Magic Marker (not paint!) paper plate creation by way of motorized Lego Spin Art
Yesterday, we visited my favorite place in the world: the library. Any library or book store thrills me–though I’m rarely a fan of the stacks types of libraries, which I consider to be akin to shopping at Filene’s basement. A disorganized free-for-all, which claims to be organized, no. I prefer featured tables and curated selections featuring local writers or books displayed by theme. Our purpose for going to the library was to pick up museum passes to a local art museum in Huntington, where beside many of the paintings are a list of questions aimed toward children. With a focus on theme or style, an easy way of teaching art through discussion vs. lecture. Of course, while we picked up the passes, the beans browsed, which lead to reading and securing more books.
Knowing that I’d be taking them to the MoMa today, to see Jasper Johns and Paul Gauguin, I read them books about each artist’s life, asking them questions about the placement of horizon lines, and how the distance on the page made objects seem nearer or farther away.
Is it a pain in the ass to bring both children to the city, to load up my bag with snacks and waters, and drawing pencils and a pad, to lecture them about manners and how it’s a privilege to be taken to do such things, to find and pay for parking, to figure out lunch in advance (which I’ll never do)? Yes. It’s annoying. But, it’s not the first line I draw. Instead, I print out scavenger hunts of the MoMa and talk to them about how they’ll get to bring their own headphones, how there’s an audio tour. It helps having already talked to them about some of the artists we’ll see today. Reminding them how to read a wall plaque, to see the origin line, the title, the artist, the medium, etc. While I very much enjoy enriching our lives with art, I remind them that it’s not just about the art.

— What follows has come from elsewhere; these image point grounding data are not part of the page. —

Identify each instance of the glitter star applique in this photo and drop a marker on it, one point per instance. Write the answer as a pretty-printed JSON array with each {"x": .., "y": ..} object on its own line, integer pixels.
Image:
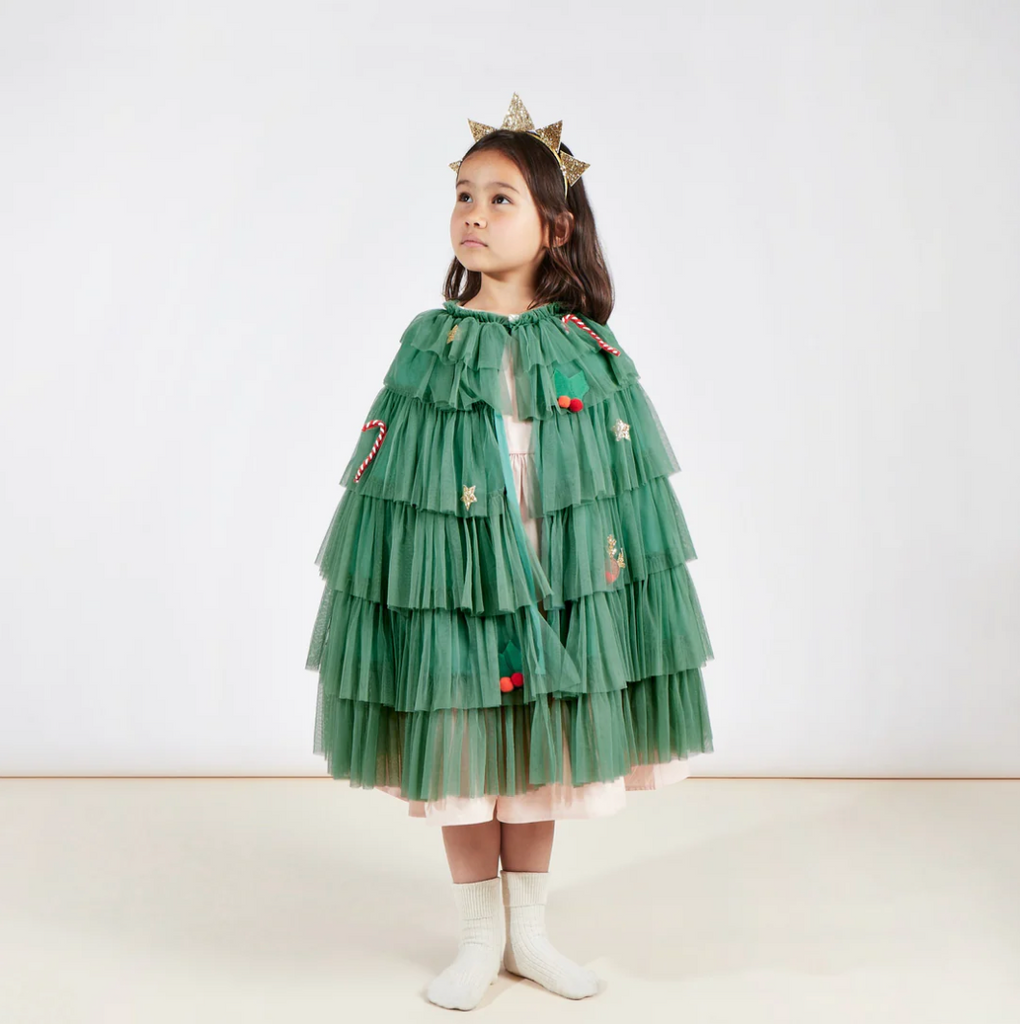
[{"x": 614, "y": 559}]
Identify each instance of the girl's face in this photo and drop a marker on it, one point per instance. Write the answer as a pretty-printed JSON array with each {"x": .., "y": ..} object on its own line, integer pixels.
[{"x": 495, "y": 206}]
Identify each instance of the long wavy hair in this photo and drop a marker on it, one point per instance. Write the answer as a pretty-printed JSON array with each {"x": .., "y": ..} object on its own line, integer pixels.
[{"x": 575, "y": 273}]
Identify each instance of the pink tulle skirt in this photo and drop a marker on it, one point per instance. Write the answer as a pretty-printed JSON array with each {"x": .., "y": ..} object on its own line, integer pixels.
[{"x": 557, "y": 800}]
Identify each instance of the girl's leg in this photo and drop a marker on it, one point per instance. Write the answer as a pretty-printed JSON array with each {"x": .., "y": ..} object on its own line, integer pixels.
[
  {"x": 526, "y": 849},
  {"x": 473, "y": 854},
  {"x": 473, "y": 851}
]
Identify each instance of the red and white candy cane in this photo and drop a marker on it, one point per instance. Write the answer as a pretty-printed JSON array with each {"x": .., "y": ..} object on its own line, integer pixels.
[
  {"x": 375, "y": 448},
  {"x": 585, "y": 327}
]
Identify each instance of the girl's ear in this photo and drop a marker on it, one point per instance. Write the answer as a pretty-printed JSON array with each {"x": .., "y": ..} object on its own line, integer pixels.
[{"x": 564, "y": 228}]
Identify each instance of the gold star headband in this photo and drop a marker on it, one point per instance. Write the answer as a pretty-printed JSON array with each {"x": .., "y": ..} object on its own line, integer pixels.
[{"x": 517, "y": 119}]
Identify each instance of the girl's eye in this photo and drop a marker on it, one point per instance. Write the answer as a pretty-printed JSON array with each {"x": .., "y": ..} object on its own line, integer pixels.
[{"x": 500, "y": 196}]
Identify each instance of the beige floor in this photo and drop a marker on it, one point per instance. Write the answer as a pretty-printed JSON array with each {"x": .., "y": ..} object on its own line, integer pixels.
[{"x": 714, "y": 901}]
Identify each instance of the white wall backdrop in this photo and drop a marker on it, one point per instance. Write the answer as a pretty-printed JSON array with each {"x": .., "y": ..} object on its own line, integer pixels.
[{"x": 217, "y": 218}]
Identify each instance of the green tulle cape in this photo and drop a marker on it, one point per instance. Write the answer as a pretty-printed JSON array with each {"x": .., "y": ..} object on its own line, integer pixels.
[{"x": 430, "y": 600}]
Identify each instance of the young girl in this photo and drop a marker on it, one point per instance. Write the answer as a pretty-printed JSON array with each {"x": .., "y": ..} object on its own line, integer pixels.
[{"x": 508, "y": 633}]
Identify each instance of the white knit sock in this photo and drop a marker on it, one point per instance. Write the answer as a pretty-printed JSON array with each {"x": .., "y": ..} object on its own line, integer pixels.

Look at all the jobs at a museum (after you pay attention to all the people working there, I’d like you to share which job you find most exciting). Observe the floors and ceilings, where the benches are placed, the white space between each offering, and look at the windows; how does the light work in a museum? What about the architecture, what about the visitors? How do they behave? What languages do you hear? Is everyone speaking English? Do people spend the same amount of time in front of each piece? Do you enjoy it up close or from across the room? I want them to view the world as observers, to pay attention to the side lines, not just the art behind frames.

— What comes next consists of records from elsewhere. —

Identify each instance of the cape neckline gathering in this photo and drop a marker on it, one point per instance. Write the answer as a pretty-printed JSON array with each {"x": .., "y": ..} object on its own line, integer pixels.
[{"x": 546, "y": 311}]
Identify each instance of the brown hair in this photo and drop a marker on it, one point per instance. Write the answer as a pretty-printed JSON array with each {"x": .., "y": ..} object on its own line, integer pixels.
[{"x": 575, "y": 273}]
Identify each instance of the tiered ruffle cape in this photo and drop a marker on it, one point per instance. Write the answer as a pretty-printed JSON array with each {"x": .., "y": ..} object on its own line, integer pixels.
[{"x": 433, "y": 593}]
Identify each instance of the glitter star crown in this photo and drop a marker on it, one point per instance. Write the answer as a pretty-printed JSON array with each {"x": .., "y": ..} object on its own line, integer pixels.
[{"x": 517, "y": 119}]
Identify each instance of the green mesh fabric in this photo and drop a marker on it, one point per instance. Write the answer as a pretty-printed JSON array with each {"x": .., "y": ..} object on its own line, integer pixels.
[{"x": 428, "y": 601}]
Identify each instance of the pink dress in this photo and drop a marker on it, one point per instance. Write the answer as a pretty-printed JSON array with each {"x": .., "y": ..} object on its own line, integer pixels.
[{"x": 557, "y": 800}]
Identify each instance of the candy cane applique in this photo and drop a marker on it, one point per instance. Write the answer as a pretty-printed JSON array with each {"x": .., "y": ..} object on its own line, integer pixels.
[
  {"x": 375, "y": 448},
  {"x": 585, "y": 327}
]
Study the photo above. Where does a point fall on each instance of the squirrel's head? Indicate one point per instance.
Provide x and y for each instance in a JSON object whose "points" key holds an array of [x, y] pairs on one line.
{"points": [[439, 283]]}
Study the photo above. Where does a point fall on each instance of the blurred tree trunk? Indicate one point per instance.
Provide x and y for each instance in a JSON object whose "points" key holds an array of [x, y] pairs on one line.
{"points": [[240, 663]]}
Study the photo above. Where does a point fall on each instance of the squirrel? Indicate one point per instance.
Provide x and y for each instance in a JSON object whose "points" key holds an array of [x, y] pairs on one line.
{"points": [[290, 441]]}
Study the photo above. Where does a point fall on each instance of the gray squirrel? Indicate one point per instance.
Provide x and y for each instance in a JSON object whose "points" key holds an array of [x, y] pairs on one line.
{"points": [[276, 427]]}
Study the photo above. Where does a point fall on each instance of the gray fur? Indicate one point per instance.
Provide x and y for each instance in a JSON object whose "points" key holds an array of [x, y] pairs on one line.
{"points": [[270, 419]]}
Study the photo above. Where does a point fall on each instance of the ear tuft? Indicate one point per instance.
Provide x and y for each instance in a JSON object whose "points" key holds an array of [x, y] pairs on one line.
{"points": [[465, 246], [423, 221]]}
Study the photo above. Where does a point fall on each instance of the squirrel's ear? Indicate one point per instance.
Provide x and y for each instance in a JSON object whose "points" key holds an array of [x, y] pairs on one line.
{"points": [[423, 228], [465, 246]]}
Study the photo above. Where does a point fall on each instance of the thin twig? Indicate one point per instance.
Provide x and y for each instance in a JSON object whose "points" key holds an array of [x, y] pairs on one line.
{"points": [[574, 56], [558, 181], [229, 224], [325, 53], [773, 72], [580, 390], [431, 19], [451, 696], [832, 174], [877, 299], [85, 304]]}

Gauguin wasn’t happy until he searched out “the other,” disappointed that the people of Tahiti were mostly French, he wasn’t satisfied with his work until he worked his way into the jungle, creating worlds from his imagination combined with the Tahitian landscape. I think the fault in much of our writing (or even living) is trying to discover something “other,” different enough from our own experiences and familiarities, something new, worthy of commentary. Instead, I think it takes greater discipline to breathe new life into our worn-in patterns, to broaden our view and tell the story we know through eyes that are paying attention to the side lines, not just the big moments worthy of frames.

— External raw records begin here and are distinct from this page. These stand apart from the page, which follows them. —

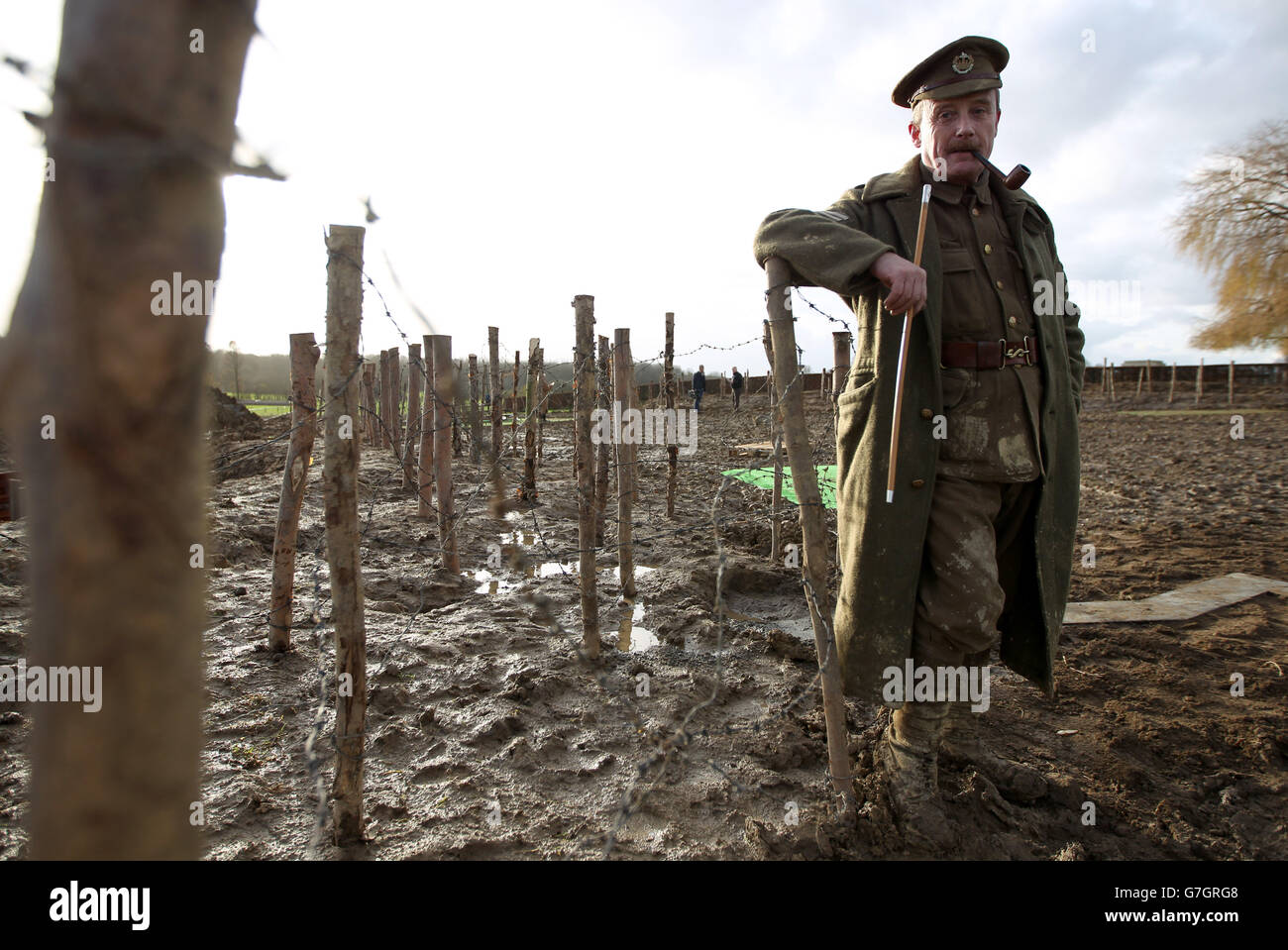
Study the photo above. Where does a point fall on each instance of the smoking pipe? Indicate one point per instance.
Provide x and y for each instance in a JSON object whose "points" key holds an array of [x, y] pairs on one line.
{"points": [[1018, 176]]}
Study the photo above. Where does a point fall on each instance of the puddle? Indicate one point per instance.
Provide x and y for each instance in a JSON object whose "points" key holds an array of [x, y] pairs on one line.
{"points": [[631, 637], [490, 582]]}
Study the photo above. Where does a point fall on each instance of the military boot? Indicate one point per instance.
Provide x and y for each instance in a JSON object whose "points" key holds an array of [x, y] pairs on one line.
{"points": [[909, 752], [962, 746]]}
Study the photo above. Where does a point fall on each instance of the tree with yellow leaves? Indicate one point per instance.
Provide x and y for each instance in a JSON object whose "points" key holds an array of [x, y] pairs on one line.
{"points": [[1235, 226]]}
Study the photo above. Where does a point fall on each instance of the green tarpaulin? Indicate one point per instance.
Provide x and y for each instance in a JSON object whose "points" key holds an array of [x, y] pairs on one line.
{"points": [[764, 477]]}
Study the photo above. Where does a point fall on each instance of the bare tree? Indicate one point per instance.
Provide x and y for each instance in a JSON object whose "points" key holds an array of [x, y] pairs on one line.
{"points": [[1235, 226]]}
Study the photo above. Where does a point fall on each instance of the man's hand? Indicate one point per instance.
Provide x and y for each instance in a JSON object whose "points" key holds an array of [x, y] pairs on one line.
{"points": [[907, 282]]}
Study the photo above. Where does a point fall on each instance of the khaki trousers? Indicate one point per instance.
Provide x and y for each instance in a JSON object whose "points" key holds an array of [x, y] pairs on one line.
{"points": [[978, 536]]}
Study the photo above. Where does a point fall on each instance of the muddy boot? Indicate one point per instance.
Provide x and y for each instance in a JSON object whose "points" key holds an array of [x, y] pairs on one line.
{"points": [[962, 746], [907, 752]]}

After the library, we went to a Lego activity center for two hours where they built motorized windmills and merry-go-rounds, creating Lego spin art and racing Lego cars down a ramp. Then, we made our way to the climbing walls at our gym, where they met up with friends and released some energy by literally climbing up the walls. Now, onward, off to the Museum of Modern Art with MoMa Mama and her magical scavenger hunt!